The QSR sector is at a crossroads where volume growth is colliding with price sensitivity. SAHI analysis suggests that while top-line growth remains robust, the cost of acquisition via digital channels is becoming prohibitive for mid-tier players. The preference for Devyani and Westlife stems from their stronger control over the dine-in experience and brand loyalty in the fried chicken and burger segments, which traditionally enjoy higher ticket sizes compared to pizza delivery.

Market Implications

Institutional capital is likely to rotate away from delivery-heavy platforms toward integrated retail models. We expect sector valuations to remain under pressure until the inflation trajectory stabilizes. Capital allocation will likely focus on firms with the highest operating leverage and ability to pass on costs without hurting footfall.

Trading Signals

Market Bias: Neutral

Downward EPS revisions of up to 12% signal caution, though positive dine-in trends provide a floor. The market is pricing in a 150-200 bps margin hit.

Overweight: QSR (Dine-in focused), Commercial Real Estate

Underweight: Food Delivery Aggregators, High-Debt Consumer Discretionary

Trigger Factors:

  • Quarterly EBITDA margin stability vs 150 bps expected drop
  • WPI inflation data for dairy and poultry
  • Store count expansion metrics from Devyani and Sapphire

Time Horizon: Medium-term (3-12 months)

Industry Context

The Indian food services market is projected to grow at a CAGR of 10-12%, yet the organized QSR segment is currently battling 'aggregator inflation.' As Swiggy and Zomato increase take rates, QSR brands are forced to choose between lower margins on delivery or potentially losing volume. The premiumization of dine-in menus is a key strategy being deployed to counter these trends.

Key Risks to Watch

  • Sustained high milk and oil prices further eroding gross margins.
  • Potential slowdown in urban discretionary spending due to macro-economic tightening.
  • Aggressive discounting by new entrants in the burger and pizza categories.

Recent Developments

Devyani International recently announced an expansion of its KFC footprint into Tier-2 cities, aiming for 100 new stores by FY27. Sapphire Foods reported a 15% revenue growth in the previous quarter, though net profits were impacted by higher operating costs. Westlife Foodworld has introduced several 'value meals' to maintain transaction volumes amidst rising menu prices.

Closing Insight

While the QSR sector faces a margin 'stress test' in the coming quarters, the long-term thematic of organized food retail remains intact. Investors should prioritize players with diversified brand portfolios and strong physical presence to navigate the digital aggregator squeeze.

FAQs

Why did Macquarie cut EPS estimates for Indian QSR companies?

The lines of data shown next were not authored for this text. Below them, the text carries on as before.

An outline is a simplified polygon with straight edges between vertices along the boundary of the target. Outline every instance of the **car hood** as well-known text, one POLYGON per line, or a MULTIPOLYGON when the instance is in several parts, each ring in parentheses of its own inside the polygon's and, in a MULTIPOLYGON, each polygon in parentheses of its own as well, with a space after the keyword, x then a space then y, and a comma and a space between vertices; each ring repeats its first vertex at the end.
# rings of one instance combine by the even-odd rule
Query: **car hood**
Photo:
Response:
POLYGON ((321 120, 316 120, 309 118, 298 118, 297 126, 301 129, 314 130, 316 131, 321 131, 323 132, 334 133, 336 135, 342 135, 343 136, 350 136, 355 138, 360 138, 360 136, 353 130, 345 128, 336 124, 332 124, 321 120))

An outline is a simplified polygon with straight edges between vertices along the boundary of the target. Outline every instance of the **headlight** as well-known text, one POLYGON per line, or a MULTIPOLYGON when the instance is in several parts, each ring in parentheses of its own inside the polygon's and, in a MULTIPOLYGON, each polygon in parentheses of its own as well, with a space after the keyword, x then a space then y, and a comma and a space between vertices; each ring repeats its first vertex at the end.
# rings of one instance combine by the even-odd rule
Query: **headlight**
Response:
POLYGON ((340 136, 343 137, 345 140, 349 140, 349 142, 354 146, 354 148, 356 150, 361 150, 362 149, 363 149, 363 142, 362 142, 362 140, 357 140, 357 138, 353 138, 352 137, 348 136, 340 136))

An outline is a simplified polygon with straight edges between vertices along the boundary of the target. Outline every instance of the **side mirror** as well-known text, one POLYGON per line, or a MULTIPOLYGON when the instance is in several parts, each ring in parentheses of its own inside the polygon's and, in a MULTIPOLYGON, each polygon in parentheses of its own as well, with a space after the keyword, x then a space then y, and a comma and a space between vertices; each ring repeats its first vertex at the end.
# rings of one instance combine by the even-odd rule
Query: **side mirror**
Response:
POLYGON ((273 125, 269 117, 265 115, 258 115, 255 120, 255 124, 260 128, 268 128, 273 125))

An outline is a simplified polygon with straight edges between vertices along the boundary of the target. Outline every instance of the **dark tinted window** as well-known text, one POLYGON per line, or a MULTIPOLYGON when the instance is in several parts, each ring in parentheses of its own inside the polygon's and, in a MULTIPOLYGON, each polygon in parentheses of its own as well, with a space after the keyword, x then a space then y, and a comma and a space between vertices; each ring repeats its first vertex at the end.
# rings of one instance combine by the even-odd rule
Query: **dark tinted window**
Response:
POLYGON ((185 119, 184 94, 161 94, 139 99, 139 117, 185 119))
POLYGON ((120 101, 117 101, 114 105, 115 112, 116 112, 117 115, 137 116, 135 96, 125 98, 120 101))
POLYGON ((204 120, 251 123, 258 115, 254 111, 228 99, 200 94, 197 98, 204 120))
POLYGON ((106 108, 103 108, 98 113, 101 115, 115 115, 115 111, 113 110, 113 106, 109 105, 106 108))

The 5-12% cut is primarily due to rising raw material costs (inflation) and the fact that delivery aggregators are taking a larger share of the profit, leaving less for the QSR brands.

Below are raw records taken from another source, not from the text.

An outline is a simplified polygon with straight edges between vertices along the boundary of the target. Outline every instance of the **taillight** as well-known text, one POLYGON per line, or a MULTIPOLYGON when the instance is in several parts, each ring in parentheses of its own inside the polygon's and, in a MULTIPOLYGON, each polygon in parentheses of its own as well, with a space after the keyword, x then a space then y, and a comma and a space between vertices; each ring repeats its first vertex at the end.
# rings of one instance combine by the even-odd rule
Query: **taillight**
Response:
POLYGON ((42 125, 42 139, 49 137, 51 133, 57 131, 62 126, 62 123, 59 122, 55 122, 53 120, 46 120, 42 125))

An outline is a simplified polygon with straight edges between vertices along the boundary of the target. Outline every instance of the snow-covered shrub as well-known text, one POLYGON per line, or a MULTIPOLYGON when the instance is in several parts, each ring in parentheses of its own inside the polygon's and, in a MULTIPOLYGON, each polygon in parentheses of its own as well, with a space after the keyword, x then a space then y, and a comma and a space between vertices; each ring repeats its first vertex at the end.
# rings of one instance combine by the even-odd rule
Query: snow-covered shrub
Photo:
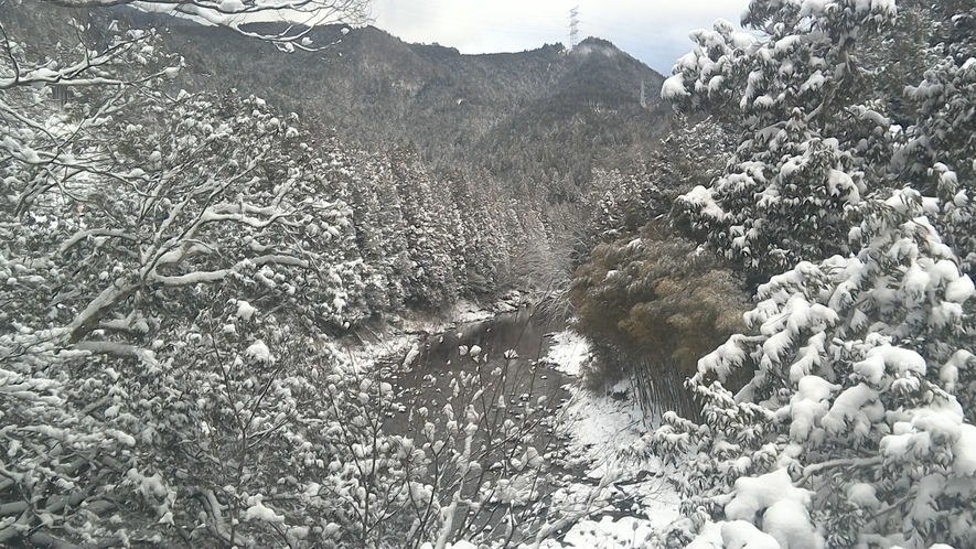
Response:
POLYGON ((694 51, 665 82, 677 108, 739 128, 725 173, 680 197, 676 213, 759 278, 848 250, 847 211, 877 176, 866 159, 890 150, 856 45, 894 12, 893 1, 757 0, 743 23, 764 36, 721 20, 694 31, 694 51))
POLYGON ((699 362, 702 423, 669 415, 652 438, 675 464, 691 453, 672 542, 722 519, 781 547, 973 545, 974 287, 932 204, 905 190, 862 205, 857 256, 770 279, 746 315, 758 333, 699 362), (721 381, 739 370, 752 378, 733 395, 721 381))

What does the shift from delivery to dine-in mean for investors?

It suggests that companies with attractive physical restaurants like Westlife and Devyani may perform better than delivery-centric models like Jubilant, as they can capture higher margins from direct customer visits.

How does inflation in milk and chicken affect my restaurant stock investments?

For every 1% rise in raw material costs, QSR margins typically drop by 20-30 bps. Sustained inflation above 8% forces these companies to either hike prices or report lower profits.